As a consequence of these findings further dose escalation in this patient group might be discussed. An increased PTV-dose has to be balanced against the risk of side effects. Previous publications as well as this communication have not reported serious toxicity. Only Blomgren as the pioneer of stereotactic radiotherapy in extracranial targets described serious side effects in five patients (4 fatal) from the early phase of clinical implementation. Three of these patients had preexisting, clinical manifest liver cirrhosis. In another patient with two simultaneously treated subcapsular HCC (CTV 622 cm3 and 15 cm3) rapid tumor cell necrosis was associated with fatal peritonitis 2 weeks after irradiation. One patient developed hemorrhagic gastritis 2 weeks after irradiation of about 30% of the ventricular wall with 2 fraction doses of 7 Gy Citation[10]. No serious toxicity was observed neither in patients treated later nor in the reports of other authors. The risk for severe side effects due to high dose treatment seems to be low, if irradiated volume, preexisting liver disease or dose to the wall of adjacent hollow organs are taken into account.

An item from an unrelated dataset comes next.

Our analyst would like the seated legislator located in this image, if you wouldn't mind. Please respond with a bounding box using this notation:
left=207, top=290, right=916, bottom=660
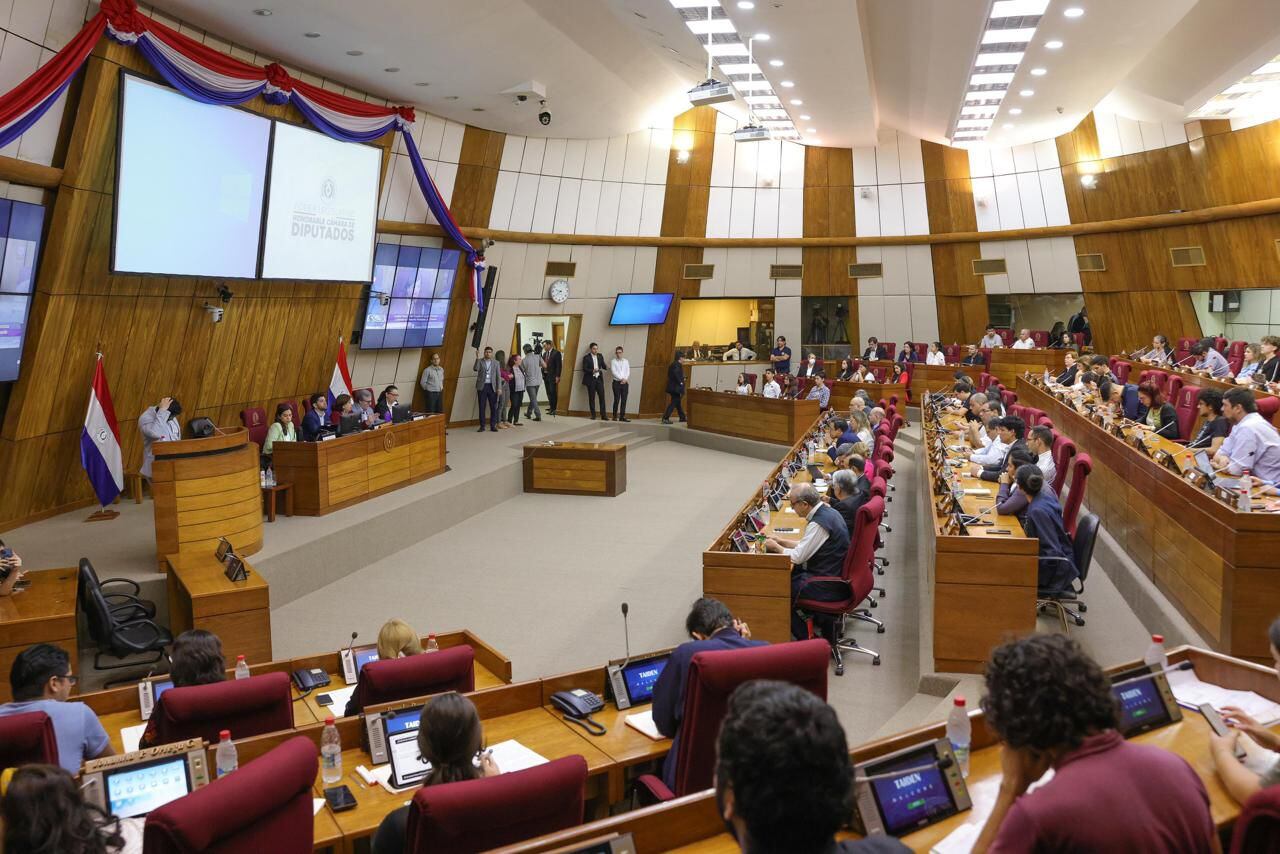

Recently, Schefter et al. published the results of a multicenter phase I dose escalation trial for stereotactic radiotherapy of liver tumors in patients without pre-existing liver disease Citation[13]. The study was started at a level of 3×12 Gy prescribed to the PTV-enclosing 80–90%-isodose. The dose was increased in 2 Gy-increments per fraction after three patients were treated without dose limiting toxicity (DLT) or after six patients, if one experienced a DLT. The normal tissue dose constraints stated that at least 700 cm3 of normal liver tissue should receive a cumulative dose of <15 Gy and the point dose to the stomach or intestinal wall should not exceed 10 Gy/fraction. The trial was closed after treatment of 18 patients with a total of 24 targets at a level of 3×20 without reaching DLT. Despite the fact that the targets were comparable small (median CTV 18 cm3, 3–98 cm3) () the trial demonstrates the potential of further dose escalation without unacceptable toxicity. The results for local tumor control have not been published so far, probably due the short median follow-up of 7 months (4–19 months).

In summary the presented data and published results demonstrate a potential for lasting local control achieved by stereotactic treatment of intrahepatic malignancy. The method seems to be safe concerning both acute and late toxicity, if restrictions to normal tissue dose and patient selection are respected. Nevertheless the most appropriate dose and fractionation scheme has not been determined, yet. The presented data suggest a dose-response relation with decreased local tumor control rates, if lower doses than 3×12 Gy, normalized to the PTV-enclosing 65%-isodose (18 Gy/isocenter) are prescribed.